Here is a small set of the issues I pointed out in the UX audit:
Redesign
By going through the process as it was originally designed, I found myself constantly running into the question of “What do I do next?”. To fix this problem, part of the redesign required improving the user onboarding and navigation structure by fixing the visual hierarchy and limiting the choices the user has. A great analogy for this part is Turbotax. Step-by-step, drawing attention to things displayed when the user needs them. As a part of this, I proposed a very simple 3 step process: Upload > Edit Labels > Preview and download.
Machine Learning UX
The important part of designing a way for the users to correct ML output, and label data from scratch, is designing for the edge cases and finding a happy medium. After speaking with the team’s deep learning AI specialist (the ML guy), I identified the following to design for:
-ML model labels nothing and the user needs to label everything
-ML model labels a few things and the user needs to label everything else
-ML model labels everything and the user needs to check them and make corrections
As a part of my newly proposed 3 step navigation structure, this would all be in the Edit Labels section. As a part of this section, a great analogy to communicate my thinking process was Duolingo’s interface. After a user creates their first label, gamification and positive reinforcement would be extremely important to encourage the user to create subsequent labels.
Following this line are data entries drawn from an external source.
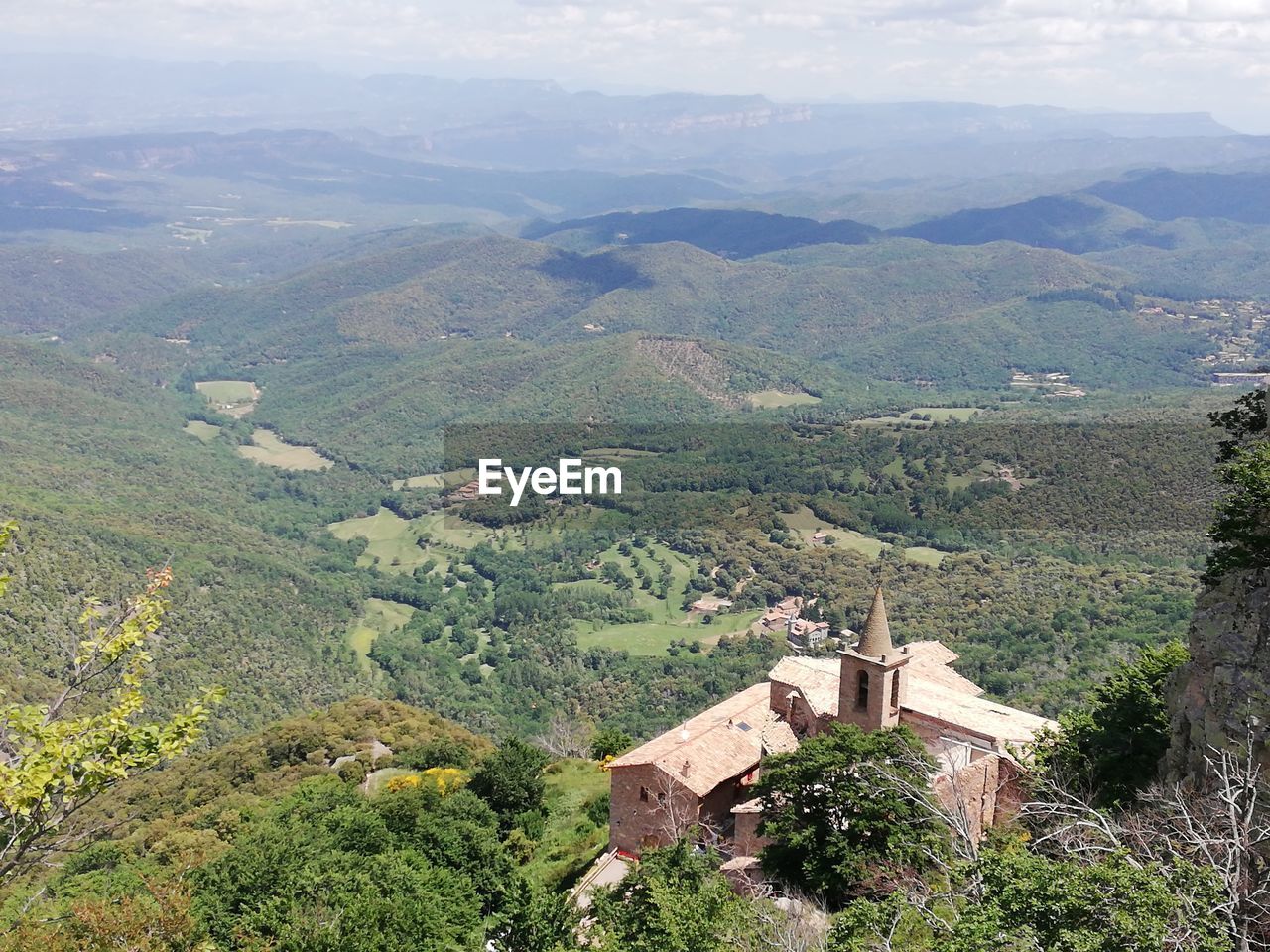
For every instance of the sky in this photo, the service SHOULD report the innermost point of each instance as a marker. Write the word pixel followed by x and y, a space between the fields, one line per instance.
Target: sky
pixel 1119 55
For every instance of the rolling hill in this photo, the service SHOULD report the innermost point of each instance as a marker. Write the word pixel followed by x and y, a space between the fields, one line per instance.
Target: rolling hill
pixel 728 234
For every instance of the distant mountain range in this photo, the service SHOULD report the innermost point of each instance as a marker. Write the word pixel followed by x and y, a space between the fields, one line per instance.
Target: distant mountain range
pixel 539 126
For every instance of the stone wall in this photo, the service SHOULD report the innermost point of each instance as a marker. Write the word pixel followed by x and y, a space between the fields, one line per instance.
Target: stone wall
pixel 645 807
pixel 1227 679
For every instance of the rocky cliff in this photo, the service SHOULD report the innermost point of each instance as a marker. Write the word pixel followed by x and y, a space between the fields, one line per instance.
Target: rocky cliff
pixel 1227 680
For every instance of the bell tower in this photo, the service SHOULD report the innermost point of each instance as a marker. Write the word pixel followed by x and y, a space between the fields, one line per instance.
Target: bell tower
pixel 874 674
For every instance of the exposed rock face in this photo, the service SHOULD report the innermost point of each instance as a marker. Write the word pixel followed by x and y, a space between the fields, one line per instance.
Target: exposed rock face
pixel 1227 679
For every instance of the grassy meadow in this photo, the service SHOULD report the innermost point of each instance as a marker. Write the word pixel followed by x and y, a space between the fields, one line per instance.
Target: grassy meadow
pixel 200 430
pixel 271 449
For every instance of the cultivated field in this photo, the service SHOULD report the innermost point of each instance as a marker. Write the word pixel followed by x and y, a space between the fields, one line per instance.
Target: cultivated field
pixel 806 524
pixel 668 622
pixel 938 414
pixel 273 451
pixel 202 430
pixel 767 399
pixel 393 540
pixel 235 398
pixel 379 619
As a part of it, a user should not be able to see a rough bare-bones template output (as was the case in the designs at the time) and instead, would need to label a certain amount before ‘unlocking’ a more satisfying, complete looking output. Of course, as time went on and the ML model got better, they would automatically see good outputs. But in order to get there, the designs must first incentivize users to make labels.
I identified that the mechanism of the ML labeling interface would need to communicate the following:
-what things were labelled by ML
-what to label (I.E. first name)
-how to label something
-how to correct a label (I.E. last name was labelled as first name)
-how to correct the highlighted text (I.E. Arvand Alviri is labelled as first name, but the user should be able to change the highlight to be only Arvand, instead of removing the label and re-highlighting it from scratch)
-how to remove a label
Final Steps: User Analytics to Correct Machine Learning Models
For the final steps, I gave the client a user analytics tracking plan, that would help them make future product decisions, as well as gather extra data for the ML model. Things that I suggested they track in their user analytics tool included:
As an example, these two would help identify which labels are most commonly missed by the ML, and which are most commonly mislabeled by the ML.
Other user analytics events that focused on user retention and engagement over the overall product as well.